‘False facts are highly injurious to the progress of science…’
If we read between the lines of the review by Bergersen et al.,1 they tell us that angioplasty of the branches of the pulmonary trunk is fraught with ineffective dilation and complication, and is not for the faint-hearted. Their report is but a snapshot of the leading experience in the World on this subject. What can we learn? We can learn that, with procedure times of several hours, periods of fluoroscopy in excess of an hour, the need for transfusion of blood in three-tenths, and admission to intensive care of one-quarter of their patients, that poor results in their hands are unlikely to be due to lack of technique or perseverance. Indeed, I salute these latter qualities with admiration. Once again, therefore, we must conclude that we are defeated by the anatomic substrate.
The indications for pulmonary arterial angioplasty are threefold:
- To reduce right ventricular hypertension, thus avoiding long term adverse effects of hypertrophy, adverse myocardial metabolism, and potential ischaemia on right ventricular function.
- To balance the flow of blood into the lungs, improving the matching of ventilation to perfusion, avoiding the deleterious effects of disproportionate growth of the lungs, particularly in those patients who have undergone thoracotomy, of leading to scoliosis, with the inevitable concomitant effect on pulmonary function, which is compounded by the coexistence of the initial cardiac problem.
- To encourage flow into distal pulmonary arteries, thereby favourably influencing secondary pathology such as pulmonary valvar regurgitation, reduction in right-to-left shunting at atrial or ventricular level, where it is an issue, and improving systemic cardiac output.
And, in so doing, to improve exercise tolerance.
It is obvious, then, to conclude that any assessment of efficacy of relief of pulmonary arterial stenosis should include:
- Comparison of haemodynamics before and after the intervention, particularly the ratio of the right ventricular to the systemic pressure.
- Comparison of the distribution of the flow of blood into the lungs prior to and after the angioplasty, using isotopic techniques, or more recently, the technique of magnetic resonance imaging.
- Assessment of pulmonary regurgitation, ventricular volumes and output before and after angioplasty using magnetic resonance imaging.
- Objective demonstration of change in exercise capacity, such as walk testing, uptake of oxygen, and anaerobic threshold.

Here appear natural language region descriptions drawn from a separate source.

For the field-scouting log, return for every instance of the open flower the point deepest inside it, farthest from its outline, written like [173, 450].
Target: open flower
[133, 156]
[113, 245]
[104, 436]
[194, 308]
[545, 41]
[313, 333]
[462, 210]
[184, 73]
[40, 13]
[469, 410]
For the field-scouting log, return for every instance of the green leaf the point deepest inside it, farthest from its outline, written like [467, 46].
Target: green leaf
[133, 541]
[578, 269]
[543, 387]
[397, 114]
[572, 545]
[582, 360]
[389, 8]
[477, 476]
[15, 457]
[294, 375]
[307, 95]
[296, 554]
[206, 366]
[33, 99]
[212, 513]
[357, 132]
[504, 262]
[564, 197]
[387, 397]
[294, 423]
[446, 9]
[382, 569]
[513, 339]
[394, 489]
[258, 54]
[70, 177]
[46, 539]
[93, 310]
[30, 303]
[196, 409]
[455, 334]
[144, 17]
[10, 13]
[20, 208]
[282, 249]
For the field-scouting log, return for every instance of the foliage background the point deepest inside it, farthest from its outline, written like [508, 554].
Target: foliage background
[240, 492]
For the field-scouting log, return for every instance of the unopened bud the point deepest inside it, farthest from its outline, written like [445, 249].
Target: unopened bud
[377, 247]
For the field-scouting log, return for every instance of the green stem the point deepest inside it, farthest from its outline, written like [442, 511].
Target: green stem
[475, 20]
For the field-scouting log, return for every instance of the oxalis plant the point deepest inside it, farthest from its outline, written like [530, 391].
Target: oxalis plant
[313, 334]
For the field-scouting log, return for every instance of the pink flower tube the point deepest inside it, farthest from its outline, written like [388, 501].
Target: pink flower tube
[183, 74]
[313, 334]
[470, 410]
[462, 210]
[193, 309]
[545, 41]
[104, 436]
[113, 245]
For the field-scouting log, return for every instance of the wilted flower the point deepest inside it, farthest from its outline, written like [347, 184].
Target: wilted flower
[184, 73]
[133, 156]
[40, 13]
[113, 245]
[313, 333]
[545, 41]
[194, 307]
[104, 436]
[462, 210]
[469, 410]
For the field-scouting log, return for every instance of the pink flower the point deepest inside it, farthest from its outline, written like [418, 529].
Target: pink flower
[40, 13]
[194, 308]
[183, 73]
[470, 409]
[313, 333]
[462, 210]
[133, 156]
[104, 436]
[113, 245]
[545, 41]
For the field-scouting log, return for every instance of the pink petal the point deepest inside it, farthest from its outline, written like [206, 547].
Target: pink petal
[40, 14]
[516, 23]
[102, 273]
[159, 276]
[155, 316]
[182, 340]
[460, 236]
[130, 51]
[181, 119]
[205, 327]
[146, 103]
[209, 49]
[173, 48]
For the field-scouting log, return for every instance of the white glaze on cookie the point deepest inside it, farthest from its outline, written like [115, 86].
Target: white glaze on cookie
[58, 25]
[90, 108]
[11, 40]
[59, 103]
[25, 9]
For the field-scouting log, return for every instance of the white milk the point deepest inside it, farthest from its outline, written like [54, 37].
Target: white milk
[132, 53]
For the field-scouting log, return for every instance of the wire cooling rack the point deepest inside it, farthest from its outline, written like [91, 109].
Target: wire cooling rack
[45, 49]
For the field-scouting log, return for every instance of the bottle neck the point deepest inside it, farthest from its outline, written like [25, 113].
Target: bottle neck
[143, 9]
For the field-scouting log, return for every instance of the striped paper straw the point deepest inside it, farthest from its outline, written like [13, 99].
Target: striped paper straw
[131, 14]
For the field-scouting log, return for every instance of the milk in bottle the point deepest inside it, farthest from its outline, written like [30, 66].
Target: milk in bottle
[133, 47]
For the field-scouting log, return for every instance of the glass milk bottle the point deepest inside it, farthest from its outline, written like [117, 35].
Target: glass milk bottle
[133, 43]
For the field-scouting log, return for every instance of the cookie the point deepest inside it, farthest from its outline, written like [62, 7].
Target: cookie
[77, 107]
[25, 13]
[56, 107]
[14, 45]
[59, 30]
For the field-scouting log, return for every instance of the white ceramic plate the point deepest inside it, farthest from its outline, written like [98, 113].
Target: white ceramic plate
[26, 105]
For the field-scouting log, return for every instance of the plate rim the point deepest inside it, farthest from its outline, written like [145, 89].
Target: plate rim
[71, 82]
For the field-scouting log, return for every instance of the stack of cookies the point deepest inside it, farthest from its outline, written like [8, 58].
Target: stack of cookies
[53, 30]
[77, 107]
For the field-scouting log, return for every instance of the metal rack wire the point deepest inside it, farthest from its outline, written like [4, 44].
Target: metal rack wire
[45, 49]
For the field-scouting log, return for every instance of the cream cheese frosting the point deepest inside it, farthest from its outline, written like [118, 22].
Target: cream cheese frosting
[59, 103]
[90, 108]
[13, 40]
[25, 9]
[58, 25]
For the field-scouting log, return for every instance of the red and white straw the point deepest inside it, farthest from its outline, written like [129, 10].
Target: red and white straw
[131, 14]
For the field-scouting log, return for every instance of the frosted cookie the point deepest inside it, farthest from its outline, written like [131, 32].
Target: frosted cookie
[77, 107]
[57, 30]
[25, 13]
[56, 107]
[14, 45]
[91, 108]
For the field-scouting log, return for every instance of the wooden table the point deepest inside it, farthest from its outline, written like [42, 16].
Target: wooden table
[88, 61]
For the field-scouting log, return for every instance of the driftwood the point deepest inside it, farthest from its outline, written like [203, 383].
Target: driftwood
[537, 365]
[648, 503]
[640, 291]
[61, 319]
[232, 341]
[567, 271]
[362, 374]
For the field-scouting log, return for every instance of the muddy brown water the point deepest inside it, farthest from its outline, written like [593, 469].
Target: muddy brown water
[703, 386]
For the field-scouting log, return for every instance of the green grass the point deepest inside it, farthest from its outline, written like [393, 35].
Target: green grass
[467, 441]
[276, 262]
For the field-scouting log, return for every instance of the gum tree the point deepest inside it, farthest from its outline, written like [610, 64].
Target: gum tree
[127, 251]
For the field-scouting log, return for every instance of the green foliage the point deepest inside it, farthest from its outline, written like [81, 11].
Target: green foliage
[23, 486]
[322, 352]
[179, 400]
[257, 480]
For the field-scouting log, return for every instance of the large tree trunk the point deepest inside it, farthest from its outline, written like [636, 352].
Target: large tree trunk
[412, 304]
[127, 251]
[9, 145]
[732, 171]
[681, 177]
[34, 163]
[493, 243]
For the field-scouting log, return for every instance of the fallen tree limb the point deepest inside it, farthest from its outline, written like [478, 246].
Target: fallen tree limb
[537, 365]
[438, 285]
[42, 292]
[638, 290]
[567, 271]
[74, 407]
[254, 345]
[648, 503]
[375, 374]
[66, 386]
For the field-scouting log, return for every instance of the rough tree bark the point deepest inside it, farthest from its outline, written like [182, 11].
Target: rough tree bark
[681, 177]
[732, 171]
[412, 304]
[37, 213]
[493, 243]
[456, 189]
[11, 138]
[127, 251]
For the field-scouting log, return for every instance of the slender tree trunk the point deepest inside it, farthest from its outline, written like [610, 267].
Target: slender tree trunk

But the history of angioplasty of the pulmonary arteries tells us that there is not a single paper on the subject with reliable objective data using these methods to assess efficacy. Why?
Deep down, we have a sincere desire to make pulmonary arterial angioplasty successful in the setting of multivessel disease. In this regard, witness the development of high pressure balloons, cutting balloons, rotablators and stents. We can probably influence the diameter of a vessel. But we are far less likely to influence the greater picture, specifically the haemodynamics, the physiology, and the symptoms. We rationalise against the more objective tests above. They are time-consuming, need to be repeated, and may involve the need for general anaesthesia, intravenous injections, and radiation. In fairness, some tests, particularly exercise and those involving general anaesthesia, cannot be universally applied. Like all investigations, there are issues of resolution, interpretation and reproducibility. Our efforts admirably are to be pastorally supportive to the patient and family, who with this disease by definition have their lives dominated by visits to hospital and inconvenience. So we look elsewhere for assessment, but in so doing we pull the wool over our eyes.
Intuitively, we see a stenosed vessel as the enemy, and fight its resistance to dilation with the ever-invasive tools of angioplasty described above, misguidedly measuring the result of the fight by comparing the diameters of the vessels, and the gradients across the stenotic areas, both of which are potentially seriously flawed as determinants of success. We learn from Bergersen et al.1 that representative diameters of the vessels are often very small, no more than 2 millimetres or so. We also learn that, when using diagnostic catheters of 4 and 5 French gauge, considerable pressure dampening is to be expected, so measurements of gradients are unhelpful. Furthermore, in the setting of unilateral disease, with compliant vessels in the other lung, or in patients with a ventricular septal defect, pressure decompresses through the compliant lung or the septal defect, making measurements of gradients close to useless. Although the technology needed to provide quantitative imaging continues to improve, we accept the physical potential for error in measuring small changes in diameter, particularly relevant in distal vessels. Moreover, we acknowledge that the calibre of the vessels may increase in a dimension not witnessed by planar imaging. Recoil is also acknowledged, the sucker punch for interventionists, with the “successful” result of today proving to be a Pyrrhic victory tomorrow.
Inadvertently, surely never deliberately, we have been choosing tools for assessment to suit our ego. In so doing, however, could it be that we have not critically assessed the results? Back we go to the future. Quod erat demonstrandum.